Scientific Contributions
Alzheimer's disease research
In 1993, Pericak-Vance and her colleagues identified the APOE-4 allele as a significant genetic risk factor for late-onset Alzheimer's disease. Their research demonstrated that individuals carrying this allele had an increased likelihood of developing the disease, making it the most significant genetic risk factor beyond age. Pericak-Vance and colleagues published a study in Science identifying the APOE-4 allele as a genetic risk factor for late-onset Alzheimer's disease, one of the first gene variants associated with a common neurological disorder. As of 2023, the study is the most-cited original research paper in Alzheimer's studies of the past 50 years.In 1994, Pericak-Vance and her team demonstrated that the APOE-e2 allele had a protective effect against Alzheimer's disease, the earliest example of different alleles of the same gene having differing effects on disease susceptibility. Subsequent research has cited these findings as influential in shaping approaches to studying genetic risk and protection in complex diseases.
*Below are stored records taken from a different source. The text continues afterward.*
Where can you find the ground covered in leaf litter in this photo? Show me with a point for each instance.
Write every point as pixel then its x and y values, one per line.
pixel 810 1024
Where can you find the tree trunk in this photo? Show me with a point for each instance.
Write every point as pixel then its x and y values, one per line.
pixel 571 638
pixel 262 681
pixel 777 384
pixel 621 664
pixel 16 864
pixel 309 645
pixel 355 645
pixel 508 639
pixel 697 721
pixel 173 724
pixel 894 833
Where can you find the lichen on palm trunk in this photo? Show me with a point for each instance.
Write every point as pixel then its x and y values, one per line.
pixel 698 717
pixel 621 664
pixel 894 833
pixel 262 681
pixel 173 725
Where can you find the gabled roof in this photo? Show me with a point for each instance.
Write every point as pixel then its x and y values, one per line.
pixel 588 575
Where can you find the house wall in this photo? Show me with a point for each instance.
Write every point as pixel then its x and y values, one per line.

In 2018, Pericak-Vance co-authored a study examining the APOE-ε4 allele in Puerto Rican and African American populations, which highlighted how ancestry can moderate genetic risk for Alzheimer's disease.
In 2025, Pericak-Vance and colleagues analyzed the relationship between telomere length and cognitive impairment in Midwestern Amish populations in the context of understanding the process of age-related neurodegeneration. The team determined that telomere length decreased during aging — an expected finding, but found no significant results between cognition and telomere length.